Question Answering system using a Pre-trained Bert based model 💬

Question-answering models can retrieve the answer to a question from a given text, which is useful for searching for an answer in a document.
Some question-answering models can generate answers without context! (Hugging Face)

Types of Question Answering Models

Extractive Question Answering
Open Generative Question Answering
Closed Generative Question Answering

Our system is the Extractive Question Answering system, which means that you have a context and a question to ask, and the model assumes that the answer is inside the context provided.

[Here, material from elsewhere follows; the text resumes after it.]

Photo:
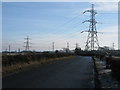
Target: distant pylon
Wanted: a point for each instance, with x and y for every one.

QA-system interface using `Gradio` 🚀:

Dataset Overview

The question-answering system in this project is evaluated using the Stanford Question Answering Dataset (SQUAD).
SQUAD is a widely used benchmark dataset for evaluating machine reading comprehension and question-answering systems.
The SQUAD dataset contains a diverse set of passages from a variety of topics and genres.

Each example in the dataset consists of the following components:

Context Paragraph: A corpus that contains the information from which the answer can be extracted.
Question: A question related to the context, formulated to prompt the model to extract the relevant answer.
Answer Span: The exact span of text within the context paragraph that serves as the answer to the question.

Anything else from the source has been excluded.